Desde que tengo memoria, ninguna campaña política había polarizado tanto a la sociedad. El alarmismo y la exageración nos han convertido a todos en perros comunistas o en paracos fascistas, y ese ha sido el residuo de mayor toxicidad que se ha vertido durante la contienda: el extremismo. La ultraizquierda y la ultraderecha solían estar ambas en el bando contrario y despertar igual recelo entre demócratas. Guerrilleros y paramilitares eran el verdadero enemigo; los demás —de centro, izquierda y derecha—, los don nadie que conformamos la sociedad civil, aborrecíamos por igual los proyectos totalitarios ligados al socialismo del siglo XXI de Chávez o a la limpieza ideológica del paramilitarismo. Ahora, debido a una confrontación llena de altisonancias y mentiras, los miedos están a flor de piel, los peligros se han magnificado, la amenaza a la prosperidad y a las libertades asoma por todas partes.
Debemos bajar de nuevo a la realidad para atajar el fanatismo y la irracionalidad. Así como resulta absurdo creer que quienes vamos a votar por Santos simpatizamos con el castrochavismo o somos tontos útiles de la izquierda radical, me niego a creer que quienes van a votar por Zuluaga vean con simpatía el obrar de los paramilitares o tengan filiaciones fascistas. Entiendo perfectamente a quienes no tienen estómago para ver a Iván Márquez y a gente untada de sangre haciendo política impunemente. Pero estas personas también deben entender que quienes nos hemos arriesgado a apoyar el proceso de paz, a pesar de todo el recelo que despierta, lo hacemos porque se vislumbra como un camino real y rápido para desactivar una máquina de guerra atroz. Aquí no hay soluciones fáciles y toda decisión se toma con las narices tapadas: esto es Colombia, señores.
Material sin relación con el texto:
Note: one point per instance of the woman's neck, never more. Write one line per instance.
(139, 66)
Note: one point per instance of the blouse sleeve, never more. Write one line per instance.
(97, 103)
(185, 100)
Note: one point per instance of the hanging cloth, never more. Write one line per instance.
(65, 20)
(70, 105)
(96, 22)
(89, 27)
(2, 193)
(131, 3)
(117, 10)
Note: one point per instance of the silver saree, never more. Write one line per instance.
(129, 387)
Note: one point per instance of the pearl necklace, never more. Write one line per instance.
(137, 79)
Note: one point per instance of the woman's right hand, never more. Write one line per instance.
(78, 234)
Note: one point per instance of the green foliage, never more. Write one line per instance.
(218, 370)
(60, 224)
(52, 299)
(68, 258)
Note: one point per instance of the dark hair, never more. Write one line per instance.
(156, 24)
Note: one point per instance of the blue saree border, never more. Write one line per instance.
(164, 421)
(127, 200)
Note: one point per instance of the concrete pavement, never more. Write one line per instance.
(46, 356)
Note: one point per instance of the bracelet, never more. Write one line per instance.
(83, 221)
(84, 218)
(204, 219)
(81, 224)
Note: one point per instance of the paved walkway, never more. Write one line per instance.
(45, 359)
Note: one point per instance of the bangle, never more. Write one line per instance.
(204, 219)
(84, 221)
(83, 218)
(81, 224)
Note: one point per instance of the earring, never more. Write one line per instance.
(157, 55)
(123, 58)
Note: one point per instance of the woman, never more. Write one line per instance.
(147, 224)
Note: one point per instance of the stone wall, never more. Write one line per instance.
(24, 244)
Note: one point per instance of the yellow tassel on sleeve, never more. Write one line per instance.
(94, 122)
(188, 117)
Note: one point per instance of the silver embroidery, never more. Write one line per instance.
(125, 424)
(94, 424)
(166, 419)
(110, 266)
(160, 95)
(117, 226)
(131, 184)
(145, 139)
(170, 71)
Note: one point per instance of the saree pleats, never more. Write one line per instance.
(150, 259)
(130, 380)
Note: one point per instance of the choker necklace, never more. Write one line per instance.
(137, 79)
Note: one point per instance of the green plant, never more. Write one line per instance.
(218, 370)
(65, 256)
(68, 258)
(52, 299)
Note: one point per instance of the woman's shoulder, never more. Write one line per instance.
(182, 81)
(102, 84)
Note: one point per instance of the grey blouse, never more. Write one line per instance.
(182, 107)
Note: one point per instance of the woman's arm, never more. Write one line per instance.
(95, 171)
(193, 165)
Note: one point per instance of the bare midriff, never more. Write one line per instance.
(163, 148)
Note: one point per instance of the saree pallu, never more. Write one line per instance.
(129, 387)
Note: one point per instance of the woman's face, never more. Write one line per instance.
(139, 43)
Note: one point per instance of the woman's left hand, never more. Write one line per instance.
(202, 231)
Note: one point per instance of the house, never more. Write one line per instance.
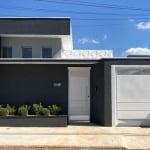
(38, 64)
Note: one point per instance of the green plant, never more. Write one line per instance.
(3, 111)
(54, 109)
(37, 107)
(11, 109)
(23, 110)
(44, 111)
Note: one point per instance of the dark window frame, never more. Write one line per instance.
(26, 53)
(6, 52)
(46, 53)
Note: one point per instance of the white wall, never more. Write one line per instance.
(36, 43)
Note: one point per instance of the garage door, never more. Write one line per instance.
(132, 106)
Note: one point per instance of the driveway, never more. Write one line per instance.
(74, 137)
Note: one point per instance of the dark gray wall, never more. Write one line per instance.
(46, 26)
(34, 83)
(97, 94)
(107, 82)
(28, 84)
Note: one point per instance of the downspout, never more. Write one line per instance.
(0, 46)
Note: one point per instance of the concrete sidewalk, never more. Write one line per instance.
(74, 137)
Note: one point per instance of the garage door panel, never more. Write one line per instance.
(133, 88)
(133, 114)
(133, 106)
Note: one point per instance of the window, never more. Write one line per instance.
(46, 52)
(27, 52)
(6, 52)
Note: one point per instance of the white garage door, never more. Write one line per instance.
(132, 96)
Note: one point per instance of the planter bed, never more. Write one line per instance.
(34, 121)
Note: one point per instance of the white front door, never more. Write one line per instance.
(79, 93)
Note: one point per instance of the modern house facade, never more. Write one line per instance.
(38, 64)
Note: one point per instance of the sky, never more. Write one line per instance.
(119, 25)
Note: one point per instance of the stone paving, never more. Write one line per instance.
(74, 137)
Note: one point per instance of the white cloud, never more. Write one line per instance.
(143, 25)
(131, 20)
(105, 37)
(137, 51)
(94, 41)
(87, 40)
(83, 40)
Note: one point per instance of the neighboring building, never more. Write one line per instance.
(38, 64)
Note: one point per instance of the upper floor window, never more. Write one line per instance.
(26, 52)
(6, 52)
(47, 52)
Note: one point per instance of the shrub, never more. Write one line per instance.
(23, 110)
(11, 109)
(44, 111)
(55, 109)
(4, 111)
(37, 107)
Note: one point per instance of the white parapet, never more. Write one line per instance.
(86, 54)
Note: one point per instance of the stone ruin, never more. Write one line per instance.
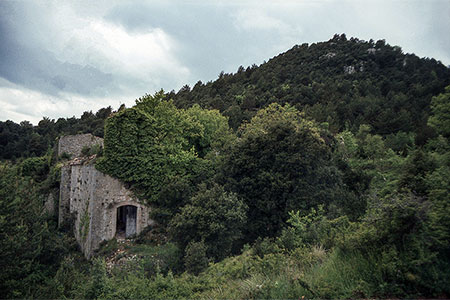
(97, 206)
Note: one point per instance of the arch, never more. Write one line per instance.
(126, 220)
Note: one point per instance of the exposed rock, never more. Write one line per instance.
(90, 202)
(74, 144)
(371, 50)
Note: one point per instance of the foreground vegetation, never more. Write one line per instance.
(299, 200)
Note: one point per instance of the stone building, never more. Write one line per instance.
(97, 206)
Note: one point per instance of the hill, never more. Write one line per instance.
(344, 82)
(323, 173)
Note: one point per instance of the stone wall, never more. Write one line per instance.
(89, 201)
(74, 144)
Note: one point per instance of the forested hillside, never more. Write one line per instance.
(323, 173)
(343, 82)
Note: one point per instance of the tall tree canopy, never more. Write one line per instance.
(281, 163)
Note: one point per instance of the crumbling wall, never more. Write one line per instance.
(89, 200)
(74, 144)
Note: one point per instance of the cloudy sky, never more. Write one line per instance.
(60, 58)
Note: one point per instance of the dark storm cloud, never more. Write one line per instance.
(69, 56)
(35, 67)
(208, 37)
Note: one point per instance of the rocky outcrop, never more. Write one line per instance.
(73, 145)
(97, 206)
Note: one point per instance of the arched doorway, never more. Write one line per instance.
(126, 221)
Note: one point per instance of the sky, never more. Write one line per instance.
(59, 58)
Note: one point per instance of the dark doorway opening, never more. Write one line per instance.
(126, 221)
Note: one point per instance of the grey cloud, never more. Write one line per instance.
(37, 68)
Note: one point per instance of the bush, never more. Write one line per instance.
(195, 259)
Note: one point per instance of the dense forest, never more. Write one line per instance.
(322, 173)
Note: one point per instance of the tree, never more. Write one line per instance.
(440, 119)
(281, 163)
(213, 216)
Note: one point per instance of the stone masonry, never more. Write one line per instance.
(89, 201)
(74, 144)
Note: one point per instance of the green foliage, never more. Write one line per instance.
(281, 163)
(35, 167)
(195, 259)
(154, 144)
(160, 259)
(25, 140)
(389, 90)
(440, 119)
(213, 216)
(31, 246)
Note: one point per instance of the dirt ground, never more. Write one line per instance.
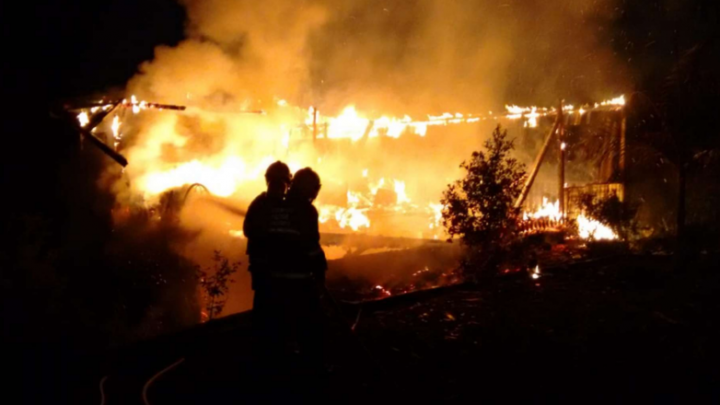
(628, 329)
(624, 329)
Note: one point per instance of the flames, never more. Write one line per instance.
(592, 229)
(283, 132)
(588, 228)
La situación lamentable a la que hemos llegado después de tantas décadas de sangre y locura nos deja rodeados de prominentes chavistas que minimizan el autoritarismo represor, nihilistas jocosos que invocan el caos para salvar el chiste y guerrilleros esclerotizados que defienden al pueblo cercenándolo con minas quiebrapatas; también de paramilitares que a sangre y fuego promueven el latifundismo, militares que matan civiles para abultar cifras y políticos que comulgan —ellos sí— con el fascismo y la curia tenebrosa. Extremismo por todas partes que finaliza en justificación infame del delito. Ese es el verdadero enemigo. Ni los votantes de Santos ni los votantes de Zuluaga —tampoco los que votan en blanco— debemos olvidarlo. Cuando los valores liberales como el pluralismo, la tolerancia y el juego limpio han perdido peso, el reto de la ciudadanía refractaria a los extremos es defenderlos. Ni perros comunistas ni paracos fascistas; ni élite casposa ni pueblo auténtico. Ciudadanos a quienes más nos vale tener los pies en la tierra y los ojos bien abiertos, porque quien llegue a la Presidencia tendrá en sus manos decisiones vitales. De él dependerá la salud de nuestras instituciones. Y más vale que las cuide: ésas son las únicas puertas que de verdad frenan el castrochavismo y el paramilitarismo.